Earlier this month, the Wage and Hour Division (WHD) of the Department of Labor (DOL) issued its first set of new opinion letters in nearly a decade. One of the opinion letters concerns whether workers should be paid for health-related rest breaks, an issue of interest to NFDA members.
With regard to breaks, DOL regulations construing the Fair Labor Standards Act (FLSA) provide that an employee must be paid for certain rest breaks. Rest periods of short duration, typically lasting from 5 minutes to about 20 minutes, are common in business. Such breaks are thought to promote employee efficiency and are customarily considered working time. They must be counted as hours worked because they primarily benefit the employer.
In its opinion letter, the WHD considered whether a non-exempt employee’s 15-minute rest breaks, certified by a health care provider, as required hourly, because of the employees’ serious health conditions, are compensable time under the FSLA. (Non-exempt employees generally do not hold executive, administrative, or professional positions or are commissioned outside sales persons.)
Because these breaks accommodate the employee’s serious health condition, the breaks predominantly benefit the employee and not the employer. For that reason, the WHD determined that they are not compensable and not part of the wage that the employer must pay.
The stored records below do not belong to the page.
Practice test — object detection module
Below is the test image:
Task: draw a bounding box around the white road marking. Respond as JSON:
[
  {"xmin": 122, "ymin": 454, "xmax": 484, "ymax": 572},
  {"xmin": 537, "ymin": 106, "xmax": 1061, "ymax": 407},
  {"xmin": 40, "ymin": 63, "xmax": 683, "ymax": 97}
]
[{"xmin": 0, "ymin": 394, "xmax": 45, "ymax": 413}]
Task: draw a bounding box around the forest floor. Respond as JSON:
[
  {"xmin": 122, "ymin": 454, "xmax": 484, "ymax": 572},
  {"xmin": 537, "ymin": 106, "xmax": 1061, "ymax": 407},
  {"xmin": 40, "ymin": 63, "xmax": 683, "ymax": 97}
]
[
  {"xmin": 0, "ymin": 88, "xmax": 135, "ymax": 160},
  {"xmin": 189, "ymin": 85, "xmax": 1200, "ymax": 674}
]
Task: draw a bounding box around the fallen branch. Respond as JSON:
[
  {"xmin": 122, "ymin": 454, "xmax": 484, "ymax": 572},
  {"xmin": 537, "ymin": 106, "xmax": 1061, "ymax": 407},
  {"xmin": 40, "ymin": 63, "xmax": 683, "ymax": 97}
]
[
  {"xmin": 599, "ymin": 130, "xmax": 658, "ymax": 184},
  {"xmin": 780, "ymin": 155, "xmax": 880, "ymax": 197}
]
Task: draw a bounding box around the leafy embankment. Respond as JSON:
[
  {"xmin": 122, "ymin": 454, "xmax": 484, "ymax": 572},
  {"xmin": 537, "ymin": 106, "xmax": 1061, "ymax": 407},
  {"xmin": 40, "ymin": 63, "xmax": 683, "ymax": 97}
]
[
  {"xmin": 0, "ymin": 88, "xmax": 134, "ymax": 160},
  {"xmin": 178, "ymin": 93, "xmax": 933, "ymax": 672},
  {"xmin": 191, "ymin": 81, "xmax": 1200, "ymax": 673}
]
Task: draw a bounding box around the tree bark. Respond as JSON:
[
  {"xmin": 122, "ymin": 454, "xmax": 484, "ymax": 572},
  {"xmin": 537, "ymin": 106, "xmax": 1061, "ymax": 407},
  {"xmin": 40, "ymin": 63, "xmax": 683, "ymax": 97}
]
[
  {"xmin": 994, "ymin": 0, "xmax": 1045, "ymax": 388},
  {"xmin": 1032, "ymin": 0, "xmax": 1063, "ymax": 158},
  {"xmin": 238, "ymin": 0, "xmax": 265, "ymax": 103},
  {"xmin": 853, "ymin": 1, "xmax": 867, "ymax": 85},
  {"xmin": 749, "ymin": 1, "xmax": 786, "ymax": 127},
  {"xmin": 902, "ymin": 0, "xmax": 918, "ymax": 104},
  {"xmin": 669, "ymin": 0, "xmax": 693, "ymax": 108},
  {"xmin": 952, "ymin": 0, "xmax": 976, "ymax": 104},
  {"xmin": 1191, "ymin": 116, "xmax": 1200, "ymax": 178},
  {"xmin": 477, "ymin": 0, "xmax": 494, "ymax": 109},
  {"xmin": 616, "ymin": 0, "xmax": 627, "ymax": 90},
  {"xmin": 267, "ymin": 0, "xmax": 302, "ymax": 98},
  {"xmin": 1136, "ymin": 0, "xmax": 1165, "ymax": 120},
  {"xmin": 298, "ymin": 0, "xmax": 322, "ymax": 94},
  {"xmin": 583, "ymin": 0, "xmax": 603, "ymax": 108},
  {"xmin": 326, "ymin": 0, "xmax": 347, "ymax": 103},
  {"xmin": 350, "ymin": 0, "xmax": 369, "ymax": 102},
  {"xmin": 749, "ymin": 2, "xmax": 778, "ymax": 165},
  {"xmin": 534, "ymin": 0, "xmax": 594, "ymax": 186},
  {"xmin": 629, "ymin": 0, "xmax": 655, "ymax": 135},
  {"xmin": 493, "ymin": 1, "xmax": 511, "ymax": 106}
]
You may read the full opinion letter here: https://www.dol.gov/whd/opinion/FLSA/2018/2018_04_12_02_FLSA.pdf
The FLSA is a complex and technical statute, which does not apply in all instances to all employers and certainly not to all funeral homes. Before adopting the guidance provided in the recent opinion letters, care should be taken to determine whether the guidance is applicable to your funeral home.
Other recent opinion letters cover when employees should be compensated for time spent traveling for work and what forms of lump-sum payment should be garnished for child support.